Amir Dan Aczel was an Israeli-born American lecturer in mathematics and the history of mathematics and science, and an author of popular books on mathematics and science.

Biography

Amir D. Aczel was born in Haifa, Israel. Aczel's father was the captain of a passenger ship that sailed primarily in the Mediterranean Sea. When he was ten, Aczel's father taught his son how to steer a ship and navigate. This inspired Aczel's book The Riddle of the Compass.
When Aczel was 21, he studied at the University of California, Berkeley. He graduated with a BA in mathematics in 1975, and received a Master of Science in 1976. Several years later Aczel earned a Ph.D. in statistics from the University of Oregon.
Aczel taught mathematics at universities in California, Alaska, Massachusetts, Italy, and Greece.
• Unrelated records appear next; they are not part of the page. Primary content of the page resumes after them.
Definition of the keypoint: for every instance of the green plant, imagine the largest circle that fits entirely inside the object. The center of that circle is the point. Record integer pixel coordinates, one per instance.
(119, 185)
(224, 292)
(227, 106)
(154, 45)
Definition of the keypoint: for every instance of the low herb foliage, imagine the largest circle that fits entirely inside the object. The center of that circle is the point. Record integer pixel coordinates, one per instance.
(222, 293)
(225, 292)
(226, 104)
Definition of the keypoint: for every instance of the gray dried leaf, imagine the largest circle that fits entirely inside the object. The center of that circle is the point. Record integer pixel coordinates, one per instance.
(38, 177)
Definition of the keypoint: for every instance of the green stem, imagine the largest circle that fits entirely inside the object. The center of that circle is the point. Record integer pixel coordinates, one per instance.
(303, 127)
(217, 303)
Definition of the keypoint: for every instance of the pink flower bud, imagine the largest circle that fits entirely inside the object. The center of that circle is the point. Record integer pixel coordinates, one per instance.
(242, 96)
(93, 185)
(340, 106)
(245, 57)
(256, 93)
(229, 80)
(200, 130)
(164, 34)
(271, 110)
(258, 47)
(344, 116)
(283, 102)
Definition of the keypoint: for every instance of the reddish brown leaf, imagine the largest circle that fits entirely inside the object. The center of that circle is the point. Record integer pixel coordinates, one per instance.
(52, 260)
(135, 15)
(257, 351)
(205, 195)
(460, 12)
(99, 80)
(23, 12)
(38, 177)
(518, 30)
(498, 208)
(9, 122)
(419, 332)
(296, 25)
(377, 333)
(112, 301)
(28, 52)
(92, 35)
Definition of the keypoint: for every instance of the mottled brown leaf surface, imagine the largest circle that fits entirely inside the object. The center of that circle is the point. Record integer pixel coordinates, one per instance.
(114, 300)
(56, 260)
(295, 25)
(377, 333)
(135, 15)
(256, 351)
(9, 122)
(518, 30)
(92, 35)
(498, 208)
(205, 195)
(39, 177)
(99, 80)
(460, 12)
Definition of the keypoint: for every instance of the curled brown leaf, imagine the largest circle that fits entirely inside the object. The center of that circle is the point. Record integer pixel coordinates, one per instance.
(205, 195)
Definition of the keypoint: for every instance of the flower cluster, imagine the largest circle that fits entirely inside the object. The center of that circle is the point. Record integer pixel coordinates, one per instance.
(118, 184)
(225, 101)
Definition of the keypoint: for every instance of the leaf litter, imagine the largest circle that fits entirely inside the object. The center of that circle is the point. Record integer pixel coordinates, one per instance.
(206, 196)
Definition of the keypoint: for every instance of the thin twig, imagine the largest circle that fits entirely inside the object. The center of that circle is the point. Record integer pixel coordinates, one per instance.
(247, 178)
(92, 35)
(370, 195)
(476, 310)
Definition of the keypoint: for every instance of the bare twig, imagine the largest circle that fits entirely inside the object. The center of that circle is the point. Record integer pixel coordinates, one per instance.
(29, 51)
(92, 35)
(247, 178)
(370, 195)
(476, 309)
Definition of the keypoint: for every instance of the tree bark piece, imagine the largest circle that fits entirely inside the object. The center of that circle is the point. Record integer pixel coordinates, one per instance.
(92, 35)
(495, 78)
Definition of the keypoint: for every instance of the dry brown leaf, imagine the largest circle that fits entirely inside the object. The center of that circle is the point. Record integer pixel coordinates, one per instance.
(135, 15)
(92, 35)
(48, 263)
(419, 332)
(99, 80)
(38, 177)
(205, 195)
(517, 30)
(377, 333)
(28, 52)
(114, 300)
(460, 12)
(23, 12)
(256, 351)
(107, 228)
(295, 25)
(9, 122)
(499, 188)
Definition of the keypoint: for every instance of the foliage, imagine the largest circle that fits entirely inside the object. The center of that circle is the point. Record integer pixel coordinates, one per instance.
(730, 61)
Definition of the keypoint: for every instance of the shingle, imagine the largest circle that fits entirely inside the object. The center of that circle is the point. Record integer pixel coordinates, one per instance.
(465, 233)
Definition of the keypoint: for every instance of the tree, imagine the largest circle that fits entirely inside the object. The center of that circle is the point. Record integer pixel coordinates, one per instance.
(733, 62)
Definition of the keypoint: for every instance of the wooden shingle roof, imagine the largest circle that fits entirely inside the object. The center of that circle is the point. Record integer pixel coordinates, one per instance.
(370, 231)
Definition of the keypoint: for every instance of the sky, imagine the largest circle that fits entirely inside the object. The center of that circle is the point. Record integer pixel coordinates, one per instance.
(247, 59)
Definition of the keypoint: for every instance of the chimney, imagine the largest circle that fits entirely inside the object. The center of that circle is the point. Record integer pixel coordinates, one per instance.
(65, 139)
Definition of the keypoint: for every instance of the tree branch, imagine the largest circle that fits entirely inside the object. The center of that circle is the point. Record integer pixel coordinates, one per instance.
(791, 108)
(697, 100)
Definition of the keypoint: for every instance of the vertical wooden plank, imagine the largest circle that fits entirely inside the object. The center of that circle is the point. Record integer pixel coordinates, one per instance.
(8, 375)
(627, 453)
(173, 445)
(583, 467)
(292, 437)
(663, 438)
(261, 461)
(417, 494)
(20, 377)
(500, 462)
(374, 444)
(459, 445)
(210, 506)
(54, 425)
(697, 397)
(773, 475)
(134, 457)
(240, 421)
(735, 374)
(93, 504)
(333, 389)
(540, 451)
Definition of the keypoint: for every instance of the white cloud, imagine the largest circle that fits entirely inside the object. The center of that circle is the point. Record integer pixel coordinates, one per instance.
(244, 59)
He married his wife Debra in 1984 and had one daughter, Miriam, and one stepdaughter. He accepted a professorship at Bentley College in Massachusetts, where he taught classes on statistics and the history of science and history of mathematics. He authored two textbooks on statistics. While teaching at Bentley, Aczel wrote several non-technical books on mathematics and science, as well as two textbooks. His book, Fermat's Last Theorem, was a United States bestseller and was nominated for a Los Angeles Times Book Prize. Aczel appeared on CNN, CNBC, The History Channel, and Nightline. Aczel was a 2004 Fellow of the John Simon Guggenheim Memorial Foundation, a Visiting Scholar in the History of Science at Harvard University, and was awarded a Sloan Foundation grant to research his 2015 book Finding Zero. In 2003, he became a research fellow at the Boston University Center for Philosophy and History of Science, and in Fall 2011 was teaching mathematics courses at University of Massachusetts Boston. He was a speaker at La Ciudad de las Ideas, Puebla, Mexico, in , , and . He died in Nîmes, France in 2015 from cancer.